Neuroimmunological aspects of health and disease

The central nervous system (CNS) is isolated from the circulation, and protected behind barriers [the blood-brain barrier (BBB) and blood-cerebrospinal fluid barrier (BCSFB)]. As such, it has long been regarded as an immune privileged organ, and circulating leukocytes were assumed to be excluded from this tissue. Accordingly, it was accepted that any immune activity found in the brain is a response that promotes disease, and should be eliminated. In fact, almost every pathology of the brain and spinal cord, including acute injuries, as well as chronic neurodegenerative diseases such as Alzheimer’s disease, ALS, depression and even normal brain aging, are associated with local inflammation; thus, efforts were made to reduce inflammation in the brain through systemic administration of anti-inflammatory drugs. Nevertheless, in almost all CNS pathologies tested (other than inflammation-associated autoimmune diseases), these attempts to suppress systemic immunity as a way of mitigating brain inflammation were ineffective at best, or harmful.

Our pioneering studies have changed the understanding of the relationships between the brain and the immune system, by overturning the existing tenet, with clinical implications to age-related dementia, acute brain and spinal cord injury, Alzheimer’s disease and other neurodegenerative or neurodevelopmental diseases.

In our early studies, our group was the first to demonstrate that two types of immune cells, circulating blood macrophages, and T-cells recognizing brain components, are needed for healing the damaged central nervous system (CNS); these findings were conceptualized as the theory of “Protective autoimmunity”.

Beyond repair, we showed that the immune system is pivotal for life-long maintenance of the brain, enabling its proper function, as manifested by formation of new neurons, normal cognitive performance, and coping with mental stress (cognition/behavior and neurogenesis).
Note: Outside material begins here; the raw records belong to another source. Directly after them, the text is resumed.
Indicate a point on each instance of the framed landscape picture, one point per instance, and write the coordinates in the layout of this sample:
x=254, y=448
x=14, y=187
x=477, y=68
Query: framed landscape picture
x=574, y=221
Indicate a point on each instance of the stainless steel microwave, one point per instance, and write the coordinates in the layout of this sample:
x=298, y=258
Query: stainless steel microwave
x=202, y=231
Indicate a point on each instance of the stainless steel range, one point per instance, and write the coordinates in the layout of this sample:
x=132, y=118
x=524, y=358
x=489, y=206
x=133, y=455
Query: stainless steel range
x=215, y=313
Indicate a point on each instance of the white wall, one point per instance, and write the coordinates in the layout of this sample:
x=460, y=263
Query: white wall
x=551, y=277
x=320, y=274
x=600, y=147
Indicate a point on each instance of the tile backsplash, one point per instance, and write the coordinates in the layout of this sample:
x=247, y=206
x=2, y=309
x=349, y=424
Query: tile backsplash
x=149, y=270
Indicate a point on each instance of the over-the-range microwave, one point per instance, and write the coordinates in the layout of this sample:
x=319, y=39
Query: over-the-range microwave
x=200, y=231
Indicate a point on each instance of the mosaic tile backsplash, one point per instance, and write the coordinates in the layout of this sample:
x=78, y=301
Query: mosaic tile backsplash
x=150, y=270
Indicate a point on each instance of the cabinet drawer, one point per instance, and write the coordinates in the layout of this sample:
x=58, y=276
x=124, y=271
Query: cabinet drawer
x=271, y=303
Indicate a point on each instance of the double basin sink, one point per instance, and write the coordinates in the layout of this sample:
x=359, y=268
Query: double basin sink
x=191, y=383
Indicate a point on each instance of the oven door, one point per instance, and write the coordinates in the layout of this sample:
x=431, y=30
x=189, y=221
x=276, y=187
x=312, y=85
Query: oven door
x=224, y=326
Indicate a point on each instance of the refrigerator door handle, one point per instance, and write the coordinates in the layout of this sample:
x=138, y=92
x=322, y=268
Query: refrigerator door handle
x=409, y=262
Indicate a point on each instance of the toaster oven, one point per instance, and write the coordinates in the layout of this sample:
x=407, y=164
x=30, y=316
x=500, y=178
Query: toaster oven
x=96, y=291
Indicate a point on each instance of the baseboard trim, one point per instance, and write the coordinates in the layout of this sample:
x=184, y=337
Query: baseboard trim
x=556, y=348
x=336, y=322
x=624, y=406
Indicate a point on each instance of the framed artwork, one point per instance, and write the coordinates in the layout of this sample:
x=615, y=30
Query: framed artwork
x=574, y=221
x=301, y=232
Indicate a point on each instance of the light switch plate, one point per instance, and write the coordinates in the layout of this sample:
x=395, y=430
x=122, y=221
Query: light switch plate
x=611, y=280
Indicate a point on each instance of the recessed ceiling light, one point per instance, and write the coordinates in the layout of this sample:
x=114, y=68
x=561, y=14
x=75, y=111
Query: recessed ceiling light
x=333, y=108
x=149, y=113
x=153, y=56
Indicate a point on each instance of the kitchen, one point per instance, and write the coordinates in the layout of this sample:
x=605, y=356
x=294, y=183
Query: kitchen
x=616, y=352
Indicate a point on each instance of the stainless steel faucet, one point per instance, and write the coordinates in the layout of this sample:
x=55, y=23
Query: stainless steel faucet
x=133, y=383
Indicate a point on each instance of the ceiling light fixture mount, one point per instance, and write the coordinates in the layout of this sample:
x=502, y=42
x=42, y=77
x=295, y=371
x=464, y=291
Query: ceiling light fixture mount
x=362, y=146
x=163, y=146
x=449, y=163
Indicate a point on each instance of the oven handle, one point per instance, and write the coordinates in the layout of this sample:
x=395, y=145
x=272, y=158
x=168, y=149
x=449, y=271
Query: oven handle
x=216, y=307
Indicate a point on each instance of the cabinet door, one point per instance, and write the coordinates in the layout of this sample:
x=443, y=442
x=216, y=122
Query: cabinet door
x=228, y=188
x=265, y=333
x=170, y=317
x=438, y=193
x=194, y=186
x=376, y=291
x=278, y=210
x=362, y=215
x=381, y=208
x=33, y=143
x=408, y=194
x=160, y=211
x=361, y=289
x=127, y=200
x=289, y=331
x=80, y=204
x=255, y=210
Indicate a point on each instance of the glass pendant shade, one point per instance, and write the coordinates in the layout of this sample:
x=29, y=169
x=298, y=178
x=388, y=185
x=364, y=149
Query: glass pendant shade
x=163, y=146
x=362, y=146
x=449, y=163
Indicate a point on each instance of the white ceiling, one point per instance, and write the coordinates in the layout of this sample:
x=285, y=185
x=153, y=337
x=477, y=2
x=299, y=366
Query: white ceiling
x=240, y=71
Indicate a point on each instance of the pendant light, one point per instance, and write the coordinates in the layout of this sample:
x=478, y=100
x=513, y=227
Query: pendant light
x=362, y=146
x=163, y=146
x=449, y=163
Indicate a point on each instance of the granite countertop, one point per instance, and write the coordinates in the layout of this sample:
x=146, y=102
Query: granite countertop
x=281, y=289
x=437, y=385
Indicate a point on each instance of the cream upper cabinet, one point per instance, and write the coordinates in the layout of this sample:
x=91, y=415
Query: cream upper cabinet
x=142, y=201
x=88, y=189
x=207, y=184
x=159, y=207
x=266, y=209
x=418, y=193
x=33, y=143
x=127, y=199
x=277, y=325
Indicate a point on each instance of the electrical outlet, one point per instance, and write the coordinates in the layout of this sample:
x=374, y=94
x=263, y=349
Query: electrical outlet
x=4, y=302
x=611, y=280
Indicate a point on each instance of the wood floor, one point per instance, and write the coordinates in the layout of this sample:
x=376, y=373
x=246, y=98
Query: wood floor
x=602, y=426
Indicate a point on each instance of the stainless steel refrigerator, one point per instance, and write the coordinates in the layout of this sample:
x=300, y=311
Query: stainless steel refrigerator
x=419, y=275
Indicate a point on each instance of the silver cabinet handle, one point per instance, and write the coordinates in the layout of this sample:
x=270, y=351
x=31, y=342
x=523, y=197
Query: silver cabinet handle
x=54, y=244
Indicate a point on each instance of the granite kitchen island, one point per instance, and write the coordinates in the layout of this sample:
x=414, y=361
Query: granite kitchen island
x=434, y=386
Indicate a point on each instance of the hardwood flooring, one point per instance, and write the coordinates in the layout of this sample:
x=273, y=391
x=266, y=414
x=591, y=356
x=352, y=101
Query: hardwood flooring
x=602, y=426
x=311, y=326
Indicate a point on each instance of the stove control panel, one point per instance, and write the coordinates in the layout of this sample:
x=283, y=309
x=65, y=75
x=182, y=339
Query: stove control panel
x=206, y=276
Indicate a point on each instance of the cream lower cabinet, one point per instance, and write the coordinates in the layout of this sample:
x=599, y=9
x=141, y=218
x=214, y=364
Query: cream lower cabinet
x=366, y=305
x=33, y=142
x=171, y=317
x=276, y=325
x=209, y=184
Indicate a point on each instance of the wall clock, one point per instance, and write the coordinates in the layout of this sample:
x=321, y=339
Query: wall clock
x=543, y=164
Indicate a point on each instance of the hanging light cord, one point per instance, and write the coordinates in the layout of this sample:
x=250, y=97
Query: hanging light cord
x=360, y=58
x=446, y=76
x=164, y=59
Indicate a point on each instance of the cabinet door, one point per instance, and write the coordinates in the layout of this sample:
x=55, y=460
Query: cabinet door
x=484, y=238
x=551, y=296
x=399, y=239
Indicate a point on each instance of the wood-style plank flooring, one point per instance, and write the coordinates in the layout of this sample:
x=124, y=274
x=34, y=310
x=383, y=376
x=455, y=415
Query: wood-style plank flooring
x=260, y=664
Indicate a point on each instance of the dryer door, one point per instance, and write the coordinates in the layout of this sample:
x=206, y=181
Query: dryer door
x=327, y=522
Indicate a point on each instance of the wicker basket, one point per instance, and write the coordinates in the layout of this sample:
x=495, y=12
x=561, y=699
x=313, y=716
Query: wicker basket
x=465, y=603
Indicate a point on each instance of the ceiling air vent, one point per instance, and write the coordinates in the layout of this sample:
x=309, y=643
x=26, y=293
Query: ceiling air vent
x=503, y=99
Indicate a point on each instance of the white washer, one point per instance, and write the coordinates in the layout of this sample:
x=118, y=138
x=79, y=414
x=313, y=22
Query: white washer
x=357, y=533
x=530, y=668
According to our findings and formulated theory, immune cells that recognize self components of the CNS are pivotal for patrolling the healthy brain to identify any distressed situation and to resolve it before it develops into any disease, and to facilitate repair if pathology emerges. Thus, although the immune system is not part of the wired system of the brain, our work proposes that it helps maintain the environment of the brain in optimal condition, as required for its complex and delicate activity.